O que nos condena é a nossa incapacidade de retirar dela o oxigénio que contém. Em meados da década de 1990, Shaffer e um grupo de médicos começaram a utilizar a ventilação líquida em bebés prematuros e ficaram surpreendidos com os resultados.

“Muitas das crianças chegavam aqui com uma taxa de sobrevivência inferior a 5%”, explica. “Mas quando as colocávamos em ventilação líquida, esta taxa subia até aos 60%, abrindo caminho a uma vida prolongada e saudável.”

No entanto, por falta de fundos, esta técnica ainda é pouco utilizada. “A ventilação líquida não é usada em larga escala porque não existe financiamento por parte das empresas farmacêuticas”, afirma Shaffer.

“Infelizmente, os bebés prematuros não têm voz.
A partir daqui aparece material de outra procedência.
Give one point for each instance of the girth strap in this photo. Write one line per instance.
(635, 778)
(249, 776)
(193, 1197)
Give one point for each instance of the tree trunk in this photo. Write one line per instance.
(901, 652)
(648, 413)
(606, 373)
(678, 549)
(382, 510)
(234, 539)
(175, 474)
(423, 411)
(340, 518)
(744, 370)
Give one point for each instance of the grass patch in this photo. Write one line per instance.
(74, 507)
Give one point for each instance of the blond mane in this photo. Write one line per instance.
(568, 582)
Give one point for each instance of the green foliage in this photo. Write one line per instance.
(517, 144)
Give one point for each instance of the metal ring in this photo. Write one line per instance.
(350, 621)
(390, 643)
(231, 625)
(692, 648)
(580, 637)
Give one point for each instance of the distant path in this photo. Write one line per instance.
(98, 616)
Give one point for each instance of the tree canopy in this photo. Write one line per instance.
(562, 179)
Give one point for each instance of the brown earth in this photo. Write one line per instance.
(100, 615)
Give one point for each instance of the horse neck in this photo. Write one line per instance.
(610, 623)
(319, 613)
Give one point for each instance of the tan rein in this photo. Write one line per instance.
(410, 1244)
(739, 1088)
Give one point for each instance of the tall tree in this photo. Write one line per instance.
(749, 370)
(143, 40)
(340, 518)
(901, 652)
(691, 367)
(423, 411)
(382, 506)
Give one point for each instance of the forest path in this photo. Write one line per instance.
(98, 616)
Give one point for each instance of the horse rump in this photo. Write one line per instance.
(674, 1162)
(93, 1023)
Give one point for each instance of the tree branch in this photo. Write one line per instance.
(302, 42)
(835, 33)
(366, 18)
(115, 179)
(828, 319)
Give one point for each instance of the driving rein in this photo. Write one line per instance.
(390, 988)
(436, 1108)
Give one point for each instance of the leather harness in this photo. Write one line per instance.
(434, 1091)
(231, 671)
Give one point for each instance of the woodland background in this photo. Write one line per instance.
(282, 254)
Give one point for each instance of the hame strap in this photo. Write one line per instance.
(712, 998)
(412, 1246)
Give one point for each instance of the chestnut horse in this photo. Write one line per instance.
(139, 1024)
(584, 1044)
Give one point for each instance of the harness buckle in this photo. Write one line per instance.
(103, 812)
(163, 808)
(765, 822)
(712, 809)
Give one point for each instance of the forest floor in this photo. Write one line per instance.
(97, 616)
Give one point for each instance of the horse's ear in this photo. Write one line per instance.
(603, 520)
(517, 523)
Não geram receitas, e ninguém está verdadeiramente interessado neles. Mas a verdade é que a ideia funciona. Fisiologicamente, a ventilação líquida é uma possibilidade.”

O recente derrame de crude no Golfo do México pode ter alterado esta falta de interesse. Embora as empresas farmacêuticas estejam relutantes em explorar o potencial da ventilação líquida, o desastre da plataforma petrolífera Deepwater Horizon relançou o debate de como fazer chegar em segurança os mergulhadores a águas profundas.

Actualmente, a única forma de o Homem trabalhar longos períodos a grande profundidade é operando à distância veículos robotizados, ou deslocando-se em submarinos, ou, ainda, praticando o mergulho saturado, uma técnica incrivelmente complicada em que os mergulhadores têm de ser trazidos para a superfície dentro de um contentor pressurizado, onde fi cam várias semanas.

Recorde de profundidade nos 701 metros

No mergulho saturado, a maior profundidade atingida foi 701 metros. Com equipamento de mergulho tradicional o recorde de 318 metros, alcançado em 2005, pertence ao mergulhador sul-africano Nuno Gomes. Levou 14 minutos a descer e… 12 horas a voltar à superfície.

A razão da lentidão das subidas prende-se com a nossa dependência de gases comprimidos para respirar na água. Debaixo de pressões incríveis exercidas por milhões de toneladas de água, gases como o azoto e o hélio dissolvem-se na nossa corrente sanguínea, tal como o CO2 está dissolvido numa garrafa de água com gás.

Quando começamos a subir, o efeito no sangue é como abrir uma garrafa de refrigerante – o gás expande-se subitamente. Se não dermos ao corpo tempo suficiente para expelir os gases, subindo lentamente, morreremos de embolia (causada pela obstrução da corrente sanguínea pelas bolhas que, com cada vez menos pressão, vão aumentando de volume à medida que o mergulhador sobe).

“A beleza de poder fazer tudo isto a partir de um líquido é que não temos de utilizar gases altamente comprimidos nos pulmões que se irão dissolver no sangue”, afirma o dr. Lande, que fez recentemente uma palestra sobre a sua patente na Conferência Internacional de Biónica e Biomecânica Aplicadas, em Veneza. “Temos um líquido onde podemos dissolver todo o oxigénio de que necessitamos.”

Shaffer já fez experiências com animais e PFC em profundidade e percebeu que a técnica funciona. “Coloquei pessoalmente mamíferos a uma profundidade simulada de 1000 pés (300 m). Depois, descomprimi- os em meio segundo e não foram afectados pela descompressão.”

Os fuzileiros da Marinha norte-americana também poderão ter efectuado experiências com ventilação líquida no início da década de 1980, conta Shaffer, que diz ter conhecido um antigo “marine”, mais tarde médico pediatra, que participou nesses testes.

“Este pediatra nunca me revelou realmente porque o fizeram”, explica Shaffer. “Além de mergulhar mais fundo, não sei qual era o objectivo. Mas tentaram. A Marinha chegou ao ponto de repetir testes várias vezes na mesma semana.” Por serem muito mais viscosos do que o ar é difícil respirar líquidos.

Alguns fuzileiros desenvolveram fracturas nas costelas por causa da força que fizeram para introduzir e retirar o líquido dos pulmões. Por isso, Lande quer usar uma couraça, um dispositivo de ventilação inspirado nas armaduras medievais, que comprime o diafragma e facilita a respiração do líquido.

De tudo o que necessita é de investidores e de um novo conjunto de cobaias humanas dispostas a testar as suas ideias. “Tenho a certeza de que existe alguém disposto a experimentar”, afirma Lande.

“Subimos às montanhas mais altas, enviámos pessoas para o espaço. Está na altura de descobrir formas de explorar as profundezas dos oceanos.”